Plaintiff-appellee testified that he had been subjected to much embarrassment in being questioned about the purchase of the stolen vehicle and the trial judge in his finding of facts properly stated, that it was necessary for plaintiff to incur liability for the costs of collecting damages. The question arises, were there elements of damage to justify the award of $500 exemplary damages?
The rule in Michigan for the measure of exemplary damages appears in the case of Stuyvesant v. Wilcox (1892), 92 Mich. 233, on p 242, stated by Mr. Justice LONG as follows:
"No rule can be laid down properly measuring or limiting the damages allowable in cases where exemplary damages may be recovered, except, as has been said, `they must not be oppressive, or such as shock the sense of fairminded men;' but the jury must understand in all cases that they are not justified in going beyond an amount that shall fairly compensate the party entitled to them."
In 72 ALR 2d 943, 947, there appears under the title of "Measure of damages recoverable for fraud as to the credit or financial condition of a third person," the following:
"In actions for falsely representing the financial condition or credit status of a third person, certain specific items or elements of damage have been allowed under the particular circumstances of the cases.
"For example, in Seaboard Surety Co. v. Permacrete Constr. Corp. (CA 3, 1955), 221 F.2d 366, an action by a surety company against a third person for fraudulently inducing the plaintiff to write a surety bond for a contractor that defaulted, the court held that it was not error for the trial court to allow the jury to consider the surety company's counsel fees in the suit against it on the performance bond as an item of damage, citing as a court-approved authority section 914, Restatement, Torts, reading as follows: `A person who through the tort of another has been required to act in the protection of his interest by bringing or defending an action against a third person is entitled to recover compensation for the reasonably necessary loss of time, attorney fees and other expenditures thereby suffered or incurred.'"
We find under the facts of this case, the $500 exemplary damages awarded to plaintiff were reasonable and justified and cannot under any circumstances be deemed oppressive or such as to shock the minds of fairminded men.

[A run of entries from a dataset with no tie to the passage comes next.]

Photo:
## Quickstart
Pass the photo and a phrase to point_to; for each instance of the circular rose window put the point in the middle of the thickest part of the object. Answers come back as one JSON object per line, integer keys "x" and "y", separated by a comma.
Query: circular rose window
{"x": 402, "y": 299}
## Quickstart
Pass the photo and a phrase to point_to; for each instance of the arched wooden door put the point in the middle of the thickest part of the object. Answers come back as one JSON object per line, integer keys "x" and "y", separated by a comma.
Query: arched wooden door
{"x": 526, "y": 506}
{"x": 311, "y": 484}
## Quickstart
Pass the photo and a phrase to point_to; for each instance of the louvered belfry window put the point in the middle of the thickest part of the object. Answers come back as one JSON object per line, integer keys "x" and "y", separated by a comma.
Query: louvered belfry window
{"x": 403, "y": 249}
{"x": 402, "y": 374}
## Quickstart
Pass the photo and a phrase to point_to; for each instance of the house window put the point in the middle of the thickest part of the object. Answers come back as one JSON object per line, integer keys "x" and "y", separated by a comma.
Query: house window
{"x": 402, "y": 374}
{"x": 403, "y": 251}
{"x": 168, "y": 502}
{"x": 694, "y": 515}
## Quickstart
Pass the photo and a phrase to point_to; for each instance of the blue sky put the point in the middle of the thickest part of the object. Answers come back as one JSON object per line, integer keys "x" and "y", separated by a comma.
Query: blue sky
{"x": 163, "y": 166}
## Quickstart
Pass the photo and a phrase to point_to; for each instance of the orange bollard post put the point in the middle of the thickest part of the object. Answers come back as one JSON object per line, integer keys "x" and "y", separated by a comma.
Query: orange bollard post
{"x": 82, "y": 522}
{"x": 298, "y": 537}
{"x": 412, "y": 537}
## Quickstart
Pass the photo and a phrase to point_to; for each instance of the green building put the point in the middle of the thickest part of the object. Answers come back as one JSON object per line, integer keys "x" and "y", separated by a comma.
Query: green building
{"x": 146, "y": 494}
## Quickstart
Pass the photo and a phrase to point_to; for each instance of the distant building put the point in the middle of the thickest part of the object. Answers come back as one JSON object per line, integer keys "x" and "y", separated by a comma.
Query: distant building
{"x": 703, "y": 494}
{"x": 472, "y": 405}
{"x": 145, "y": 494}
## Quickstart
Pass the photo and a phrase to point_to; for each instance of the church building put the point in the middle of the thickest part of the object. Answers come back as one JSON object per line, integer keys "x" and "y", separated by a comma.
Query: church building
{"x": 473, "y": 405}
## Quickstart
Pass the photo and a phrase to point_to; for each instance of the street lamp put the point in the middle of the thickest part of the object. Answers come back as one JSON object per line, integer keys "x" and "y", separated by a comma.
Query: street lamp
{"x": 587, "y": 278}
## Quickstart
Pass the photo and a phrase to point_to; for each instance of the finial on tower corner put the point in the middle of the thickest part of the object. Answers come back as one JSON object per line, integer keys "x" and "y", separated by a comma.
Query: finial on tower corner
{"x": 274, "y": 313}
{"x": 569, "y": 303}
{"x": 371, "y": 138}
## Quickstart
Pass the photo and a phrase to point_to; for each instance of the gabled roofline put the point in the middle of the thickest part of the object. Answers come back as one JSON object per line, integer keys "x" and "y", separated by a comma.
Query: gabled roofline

In dealing with the last issue raised by defendant-appellant, viz., the trial court erred in awarding exemplary damages to Wennersten, we believe that Wennersten by being connected with purchasing and selling a stolen automobile, even though he was innocently involved, suffered embarrassment and damage to his reputation. He was also questioned concerning his relationship with the stolen vehicle by the authorities and required to defend his rights in a suit at law. We apply the same reasoning and rules of law, stated herein applicable to plaintiff, to the exemplary damages of $250 awarded Wennersten, and find that the same were reasonable and justified.
We find no basis in law or in fact to disturb the trial judge's findings. The order denying a new trial is affirmed, costs to Oppenhuizen, plaintiff-appellee, and Wennersten, defendant-appellee.
BURNS and J.H. GILLIS, JJ., concurred.